Re: RM and abstract syntax trees

From: Marshall <>
Date: Thu, 01 Nov 2007 16:53:25 -0000
Message-ID: <>

On Nov 1, 8:04 am, paul c <> wrote:
> David BL wrote:
> > In the following I compare different techniques for representing an
> > Abstract Syntax Tree (AST), concluding that RM is poorly suited.
> > ...
> I could just as well say that your choice of application is poorly suited.
> From Wikepedia:
> "In computing, it is used in a parser as an intermediate between a parse
> tree and a data structure"
> To me, trying this is reminiscent of EAV attempts, ie., using the RM to
> give an "intermediate" implementation. Apart from "jobs for the boys",
> why would one want to? Surely the application here is the manipulation
> of the parse tree, not the AST.

Well, I'd have to disagree. Syntax is largely to help the human. Once your compiler reads in the program text, it will really "prefer" (if I may anthropomorphize a bit) to work on the minimal data structure it can; this is the AST.

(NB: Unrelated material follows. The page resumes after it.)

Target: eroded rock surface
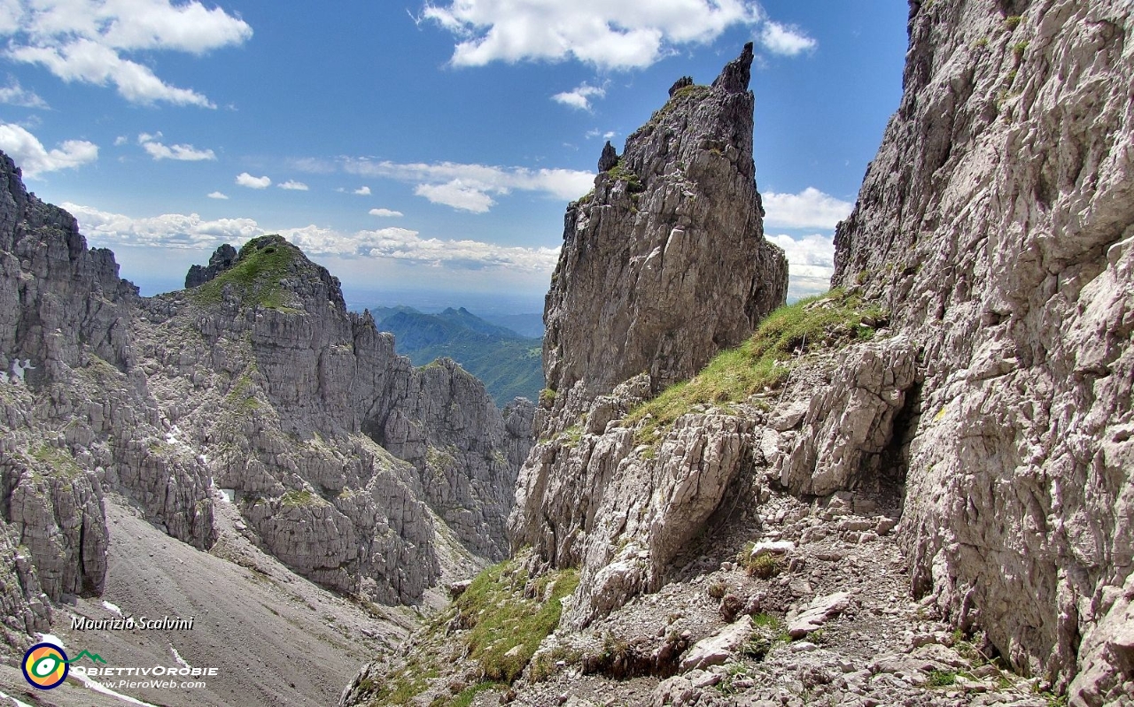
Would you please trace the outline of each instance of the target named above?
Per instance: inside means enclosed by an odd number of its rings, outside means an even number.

The are applications where one wants to manipulate the parse tree directly, such as when making source-to-source transformations. Like when your IDE has the ability to rename a variable.

But much of what a compiler does, in analysis and optimization and code generation, is done against the AST.

My long term hypothesis is that there actually exists an idiom to work with ASTs in the RM that is about as good as any other way, but we just haven't identified it yet. I have this problem on my queue of problems that I wish to look in to in detail. Whether I'll ever get there is an open question.